1

I'm looking for a way to render many meshes at once, so that I don't have to issue a draw call for each mesh. I'm dealing with a 2D rendering here, and a typical object such as a square may have only two triangles in it. However, an object may also be quite complex and have thousands of triangles.

Now each object can move around by itself. Conceptually it's perfectly reasonable to have a VBO (or VBO/IBO pair) for each "object": As long as the object does not change, all I have to upload to the GPU each frame is the transformation information: a position vector and an orientation value. Or, equivalently, a transformation matrix.

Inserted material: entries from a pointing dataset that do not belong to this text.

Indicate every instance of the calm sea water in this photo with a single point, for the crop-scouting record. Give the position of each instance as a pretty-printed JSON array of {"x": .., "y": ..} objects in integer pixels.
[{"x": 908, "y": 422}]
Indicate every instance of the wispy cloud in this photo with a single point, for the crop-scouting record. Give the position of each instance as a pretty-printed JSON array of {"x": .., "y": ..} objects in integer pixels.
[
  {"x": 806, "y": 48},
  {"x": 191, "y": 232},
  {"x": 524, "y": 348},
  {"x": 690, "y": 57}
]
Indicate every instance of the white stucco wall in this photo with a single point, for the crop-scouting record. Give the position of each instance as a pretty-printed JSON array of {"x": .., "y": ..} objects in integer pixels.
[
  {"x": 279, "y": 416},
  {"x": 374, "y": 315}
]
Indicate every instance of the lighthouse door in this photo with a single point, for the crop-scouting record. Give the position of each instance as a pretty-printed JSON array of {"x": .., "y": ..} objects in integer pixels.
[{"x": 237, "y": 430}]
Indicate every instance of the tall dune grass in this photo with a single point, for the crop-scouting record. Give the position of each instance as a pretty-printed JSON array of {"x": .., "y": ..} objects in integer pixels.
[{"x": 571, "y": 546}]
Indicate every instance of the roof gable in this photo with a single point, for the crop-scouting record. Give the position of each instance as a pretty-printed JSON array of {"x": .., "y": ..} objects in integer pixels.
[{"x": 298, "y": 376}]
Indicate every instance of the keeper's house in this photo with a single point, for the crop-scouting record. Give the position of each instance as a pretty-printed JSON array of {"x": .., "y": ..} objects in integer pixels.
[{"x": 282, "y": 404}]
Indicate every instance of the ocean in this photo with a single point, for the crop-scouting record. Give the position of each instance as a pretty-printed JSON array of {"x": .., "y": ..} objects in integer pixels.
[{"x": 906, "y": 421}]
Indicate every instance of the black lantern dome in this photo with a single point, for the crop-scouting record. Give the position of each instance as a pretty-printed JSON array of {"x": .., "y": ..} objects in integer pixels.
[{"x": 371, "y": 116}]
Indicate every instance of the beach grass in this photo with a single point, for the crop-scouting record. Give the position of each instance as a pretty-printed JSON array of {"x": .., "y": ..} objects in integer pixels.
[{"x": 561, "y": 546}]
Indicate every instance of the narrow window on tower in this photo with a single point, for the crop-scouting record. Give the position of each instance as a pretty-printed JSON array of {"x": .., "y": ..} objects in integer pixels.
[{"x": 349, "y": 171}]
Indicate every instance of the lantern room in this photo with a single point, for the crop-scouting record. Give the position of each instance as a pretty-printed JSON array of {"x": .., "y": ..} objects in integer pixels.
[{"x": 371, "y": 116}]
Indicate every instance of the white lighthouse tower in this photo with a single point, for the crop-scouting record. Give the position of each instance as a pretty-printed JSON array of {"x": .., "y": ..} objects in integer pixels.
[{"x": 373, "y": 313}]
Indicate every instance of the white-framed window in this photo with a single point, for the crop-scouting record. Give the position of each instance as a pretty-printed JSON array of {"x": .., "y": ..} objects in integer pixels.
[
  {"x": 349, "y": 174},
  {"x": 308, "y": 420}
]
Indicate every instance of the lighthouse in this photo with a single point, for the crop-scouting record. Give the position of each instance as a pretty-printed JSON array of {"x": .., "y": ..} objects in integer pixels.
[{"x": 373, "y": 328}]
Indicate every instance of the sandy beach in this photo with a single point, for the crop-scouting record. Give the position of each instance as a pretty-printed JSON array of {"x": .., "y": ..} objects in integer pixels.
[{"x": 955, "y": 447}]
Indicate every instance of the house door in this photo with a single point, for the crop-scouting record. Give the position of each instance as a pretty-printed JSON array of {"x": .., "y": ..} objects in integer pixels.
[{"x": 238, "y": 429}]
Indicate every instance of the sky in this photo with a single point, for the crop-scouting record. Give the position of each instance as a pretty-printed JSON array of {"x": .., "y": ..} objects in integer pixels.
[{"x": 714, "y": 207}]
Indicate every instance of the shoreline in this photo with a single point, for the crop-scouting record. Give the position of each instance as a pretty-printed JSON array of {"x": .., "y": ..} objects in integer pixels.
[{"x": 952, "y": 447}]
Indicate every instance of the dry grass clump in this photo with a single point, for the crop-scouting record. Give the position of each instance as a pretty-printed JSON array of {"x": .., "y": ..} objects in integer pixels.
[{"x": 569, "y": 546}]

But the problem with that approach is with a scene of 1000 square objects I'd have 1000 VBO's and 1000 IBO's to initialize, and 1000 draw calls setting 1000 sets of uniforms each frame in order to render 2000 triangles.

Okay. If all of those objects are identical, I can have one VBO/IBO to describe them, set up a Uniform Buffer Object (or perhaps a uniform array is more appropriate -- I still need to learn how to use these) with transformation data for each of them, and issue one instancing draw call, to have the vertex shader pull from the UBO the transformation data by using the instance number it receives. Great.

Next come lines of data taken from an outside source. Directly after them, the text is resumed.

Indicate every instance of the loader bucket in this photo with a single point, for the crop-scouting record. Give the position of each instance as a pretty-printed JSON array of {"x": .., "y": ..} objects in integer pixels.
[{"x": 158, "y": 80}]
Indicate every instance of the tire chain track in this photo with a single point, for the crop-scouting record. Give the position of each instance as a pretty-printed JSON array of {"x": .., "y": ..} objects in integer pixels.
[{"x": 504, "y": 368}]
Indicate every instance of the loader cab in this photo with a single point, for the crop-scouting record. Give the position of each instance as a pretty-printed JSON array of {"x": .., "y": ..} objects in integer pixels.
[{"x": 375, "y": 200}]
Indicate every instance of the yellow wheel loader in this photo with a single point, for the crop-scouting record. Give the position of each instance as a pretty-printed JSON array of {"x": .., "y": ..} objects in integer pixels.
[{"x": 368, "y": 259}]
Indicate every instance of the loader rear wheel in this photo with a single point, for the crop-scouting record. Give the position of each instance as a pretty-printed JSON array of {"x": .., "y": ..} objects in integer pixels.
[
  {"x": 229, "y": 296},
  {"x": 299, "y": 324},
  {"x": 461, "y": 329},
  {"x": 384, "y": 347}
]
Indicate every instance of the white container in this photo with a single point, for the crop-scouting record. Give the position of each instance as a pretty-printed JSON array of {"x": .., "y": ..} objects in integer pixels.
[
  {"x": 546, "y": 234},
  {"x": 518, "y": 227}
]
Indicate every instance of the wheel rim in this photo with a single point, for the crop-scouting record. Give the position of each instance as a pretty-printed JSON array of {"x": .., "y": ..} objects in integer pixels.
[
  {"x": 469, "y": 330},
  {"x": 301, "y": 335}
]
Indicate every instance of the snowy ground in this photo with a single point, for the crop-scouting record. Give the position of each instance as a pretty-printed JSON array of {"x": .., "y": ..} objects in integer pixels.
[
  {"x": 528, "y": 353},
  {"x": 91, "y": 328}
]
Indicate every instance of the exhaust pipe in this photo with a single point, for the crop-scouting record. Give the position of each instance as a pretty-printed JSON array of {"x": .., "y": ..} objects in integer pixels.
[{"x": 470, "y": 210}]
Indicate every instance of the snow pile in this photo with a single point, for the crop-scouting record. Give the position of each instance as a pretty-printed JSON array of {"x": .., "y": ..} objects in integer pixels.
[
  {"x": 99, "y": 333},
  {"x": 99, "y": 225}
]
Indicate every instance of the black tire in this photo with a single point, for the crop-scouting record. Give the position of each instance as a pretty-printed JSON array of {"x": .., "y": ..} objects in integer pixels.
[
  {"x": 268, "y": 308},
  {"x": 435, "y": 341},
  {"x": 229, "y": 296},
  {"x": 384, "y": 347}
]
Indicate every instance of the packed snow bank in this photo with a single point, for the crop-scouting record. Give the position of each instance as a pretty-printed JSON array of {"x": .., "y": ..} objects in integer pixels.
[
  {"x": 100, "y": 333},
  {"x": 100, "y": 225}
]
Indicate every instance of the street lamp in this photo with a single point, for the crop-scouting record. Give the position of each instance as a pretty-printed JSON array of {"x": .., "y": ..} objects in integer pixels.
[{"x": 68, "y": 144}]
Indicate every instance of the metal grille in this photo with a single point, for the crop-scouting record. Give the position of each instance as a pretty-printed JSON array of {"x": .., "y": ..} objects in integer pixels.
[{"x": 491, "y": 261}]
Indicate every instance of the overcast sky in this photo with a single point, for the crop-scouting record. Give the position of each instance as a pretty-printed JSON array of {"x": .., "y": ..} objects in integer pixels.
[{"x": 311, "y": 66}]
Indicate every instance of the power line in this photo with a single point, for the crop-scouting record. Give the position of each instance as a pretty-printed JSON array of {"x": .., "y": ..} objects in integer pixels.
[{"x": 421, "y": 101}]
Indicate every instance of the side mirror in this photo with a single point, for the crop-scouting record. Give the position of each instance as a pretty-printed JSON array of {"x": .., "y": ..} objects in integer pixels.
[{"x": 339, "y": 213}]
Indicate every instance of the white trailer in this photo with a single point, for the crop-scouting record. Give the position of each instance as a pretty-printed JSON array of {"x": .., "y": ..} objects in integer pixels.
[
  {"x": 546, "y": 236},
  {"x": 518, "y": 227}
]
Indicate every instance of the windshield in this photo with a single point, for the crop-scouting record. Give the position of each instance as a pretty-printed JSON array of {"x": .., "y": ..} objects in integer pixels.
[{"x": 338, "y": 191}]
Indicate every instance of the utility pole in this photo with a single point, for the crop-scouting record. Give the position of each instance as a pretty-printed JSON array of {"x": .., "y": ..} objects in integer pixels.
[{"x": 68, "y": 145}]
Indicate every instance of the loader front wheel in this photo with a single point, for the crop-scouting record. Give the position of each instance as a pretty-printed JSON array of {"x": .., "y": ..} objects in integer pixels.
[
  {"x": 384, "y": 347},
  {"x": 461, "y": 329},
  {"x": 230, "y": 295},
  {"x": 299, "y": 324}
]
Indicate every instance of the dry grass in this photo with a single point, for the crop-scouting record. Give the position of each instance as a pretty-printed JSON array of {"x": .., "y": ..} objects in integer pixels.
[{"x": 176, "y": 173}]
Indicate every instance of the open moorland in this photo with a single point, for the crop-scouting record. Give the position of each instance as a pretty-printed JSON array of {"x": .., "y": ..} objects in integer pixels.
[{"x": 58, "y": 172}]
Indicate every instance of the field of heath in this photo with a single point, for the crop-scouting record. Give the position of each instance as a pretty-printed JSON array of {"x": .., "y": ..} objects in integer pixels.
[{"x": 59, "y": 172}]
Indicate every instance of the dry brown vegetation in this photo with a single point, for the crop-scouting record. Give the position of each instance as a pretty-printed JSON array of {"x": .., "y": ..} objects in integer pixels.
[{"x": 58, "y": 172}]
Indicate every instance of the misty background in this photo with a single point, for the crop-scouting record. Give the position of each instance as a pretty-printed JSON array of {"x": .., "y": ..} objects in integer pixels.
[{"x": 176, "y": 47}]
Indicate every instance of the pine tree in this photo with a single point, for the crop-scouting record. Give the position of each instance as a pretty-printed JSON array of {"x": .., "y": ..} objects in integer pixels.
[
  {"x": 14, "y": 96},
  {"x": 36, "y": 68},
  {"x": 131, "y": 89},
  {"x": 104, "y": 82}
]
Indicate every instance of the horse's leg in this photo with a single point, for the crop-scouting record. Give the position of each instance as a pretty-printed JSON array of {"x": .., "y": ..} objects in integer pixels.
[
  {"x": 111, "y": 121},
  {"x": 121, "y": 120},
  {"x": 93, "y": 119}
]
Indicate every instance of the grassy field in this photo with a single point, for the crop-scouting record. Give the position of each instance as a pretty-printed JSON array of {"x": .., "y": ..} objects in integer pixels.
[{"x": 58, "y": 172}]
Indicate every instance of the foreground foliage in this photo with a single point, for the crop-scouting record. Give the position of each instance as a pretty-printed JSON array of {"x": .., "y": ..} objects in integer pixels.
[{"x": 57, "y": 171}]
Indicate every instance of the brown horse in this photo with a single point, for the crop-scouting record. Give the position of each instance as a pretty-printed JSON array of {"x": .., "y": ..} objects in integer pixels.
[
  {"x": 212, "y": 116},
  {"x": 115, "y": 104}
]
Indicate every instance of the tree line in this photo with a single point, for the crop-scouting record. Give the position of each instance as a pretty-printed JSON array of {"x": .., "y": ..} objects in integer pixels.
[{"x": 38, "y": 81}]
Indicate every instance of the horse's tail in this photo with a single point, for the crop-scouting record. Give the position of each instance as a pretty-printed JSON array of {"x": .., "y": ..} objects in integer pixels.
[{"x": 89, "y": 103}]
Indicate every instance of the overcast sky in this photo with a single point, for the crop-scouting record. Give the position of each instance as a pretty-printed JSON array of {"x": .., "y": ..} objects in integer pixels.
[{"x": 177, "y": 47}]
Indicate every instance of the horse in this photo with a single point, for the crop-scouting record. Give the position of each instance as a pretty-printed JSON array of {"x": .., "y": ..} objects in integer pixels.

I just want to go one step further. I want to do what amounts to instancing on non-identical meshes: I have 1000 different objects, which I am happy to describe in either 1000 separate vertex/index buffer pairs, or one single gigantic pair of vertex/index buffers. I want to send their tranformation data to the GPU in one call. It's simply a matter of letting the driver/GPU bind or select the proper vertices.

Can this be done? Can it be done without using SM4 geometry shaders?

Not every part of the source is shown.